The appointment of openly LGBTQ Supreme Court justices, federal judges, ambassadors and other executive branch officials.
The repeal of the prohibition on people who identify as transgender from serving in the military.
The establishment of an inter-agency working group to combat violence against individuals identifying as transgender.
A ban on the provision of conversion therapy, which it describes as a “fraudulent business practice.”
The formation of a multi-agency working group to guard LGBTQ rights internationally.
Writing for the ERLC, Hough and Wester said, “It is difficult to imagine a presentation of gender and sexuality that is more at odds with the biblical understanding of these issues than that within the HRC’s blueprint. … [I]t is impossible to reconcile a Christian worldview with many of these policy initiatives.”

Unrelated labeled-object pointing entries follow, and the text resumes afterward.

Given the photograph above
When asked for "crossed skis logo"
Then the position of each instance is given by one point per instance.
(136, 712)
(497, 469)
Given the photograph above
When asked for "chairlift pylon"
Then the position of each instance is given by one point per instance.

Christians should be the first to show love to LGBTQ people, but “love for [LGBTQ] people cannot include the affirmation of a lifestyle that is contrary to God’s will for his creation,” they wrote.
“Ultimately, the policies in the HRC document that promote the LGBTQ lifestyle will not result in more flourishing – neither for individuals nor society,” Hough and Wester said. “Instead, they will result in restrictions on religious liberty and the promotion of sexual identities that are both contrary to God’s will and harmful to those who adopt them.
Upon the agenda’s release, HRC President Alphonso David described Biden and Vice President-elect Kamala Harris as “pro-equality champions.”
“The Biden-Harris administration has the opportunity to not only put our democracy back on track but deliver real positive change for LGBTQ people’s daily lives,” David said in a written statement.